When a charge carrier moves against a voltage, it loses energy. I’ve set up a series of layers where carriers are more likely to move against the voltage than with it. It is their thermal energy (heat) that drives the movement, so it’s their thermal energy which is consumed.
@Q Daniels; I read some of your ATEC pdf. As well as test work. I don’t see anything that makes me jump up. A test of gravity batteries gave me better yields. Not much that much better though. Milli volts and micro amps are not all that exciting. The problem with many of these phenomena, is that the effect is very small over short distances and less over larger distances, so only huge volume gives usable outputs. Layered epitaxial deposition of semiconductors is not easy to control for multi layers of the number you propose. Maybe not even possible with today’s technology. Heat is not good for doped silicon as the different dopents give different coefficients of expansion. Junctions can be fragile when they are directly linked one on the other. One junction not too bad, two some difficulty, three very difficult, more?????????? good luck. pg
QD: Thanks for coming back to me.
I can understand electron movement due to external energy impinging on a surface/junction etc.
As I understand it, your proposed technology ‘uses’ heat energy to generate electricity without a ‘cold side’.
Therefore, one could suggest that a gutted refrigerator cabinet, into which is placed a million of your ATEC junctions, would generate electricity by ‘consuming’ the heat energy currently existing within the cabinet.
This would cause the temperature within the cabinet to decrease in exchange for the electricity output.
Do you suggest this is potentially possible?
I have my doubts.
stevenrichards1984, you’re welcome. Yes, that is one of our target applications. That’s one of the notions that some people have a problem with. The model I pointed p.g.sharrow to (below) is for -23C, or colder than my freezer, and that model would take a couple cc of material for the freezer. It is only a model, and not empirical results, so salt it to taste.
p.g.sharrow,
Thanks for looking. No, the numbers as they stand aren’t terribly exciting. Maybe that’s part of why we’ve been having trouble getting traction. We’ve been focusing on making sure we’ve got it right, on the theory that it can scaled up with narrower band-gap materials.
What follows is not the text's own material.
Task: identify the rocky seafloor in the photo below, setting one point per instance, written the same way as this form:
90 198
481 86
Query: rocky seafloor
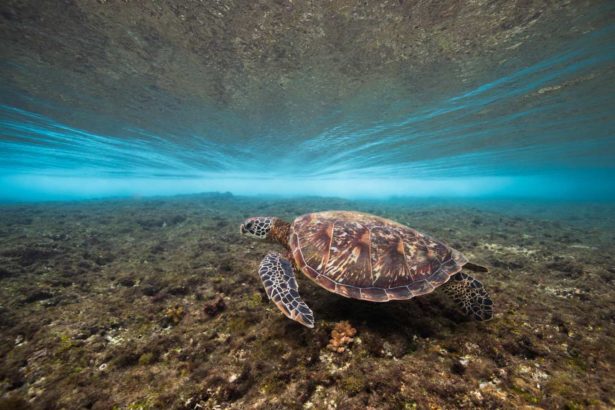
137 304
Section 3.4 shows HgCdTe, which is a much better material.
The prototypes we’ve built, I chose for ease of manufacture. One-off semiconductors aren’t cheap, and often don’t work right the first time. We’ve had 3 prototypes made, and all three worked. They’ve got 19 or 20 junctions (depending on which version).
The power should scale as a function of exp(-Eg/kbT) where Eg is the band-gap and kbT is 0.025 eV at ambient. For the prototypes I have, the controlling Eg was 1.97 eV, giving a power proportional to exp(-39). Better materials should be under 0.25 eV, or about exp(-10). That’s exponentially better.
The short form of that babble is that I think we can achieve at least 10^12 times the power density.
The facade is perhaps cracking. Adaptation gets multiple chapters in the latest IPCC report, mitigation none.
http://www.spectator.co.uk/features/9176121/armageddon-averted/
In other words, even if you pile pessimism upon pessimism, assuming relatively little decarbonisation, much global enrichment and higher climate ‘sensitivity’ than now looks plausible — leading to more rapid climate change — you still, on the worst estimate, hurt the world economy in a century by only about as much as it grows every year or two. Rather than inflict an awful economic toll, global warming would make our very rich descendants — who are likely to be maybe eight or nine times as rich as we are today, on global average — a bit less rich.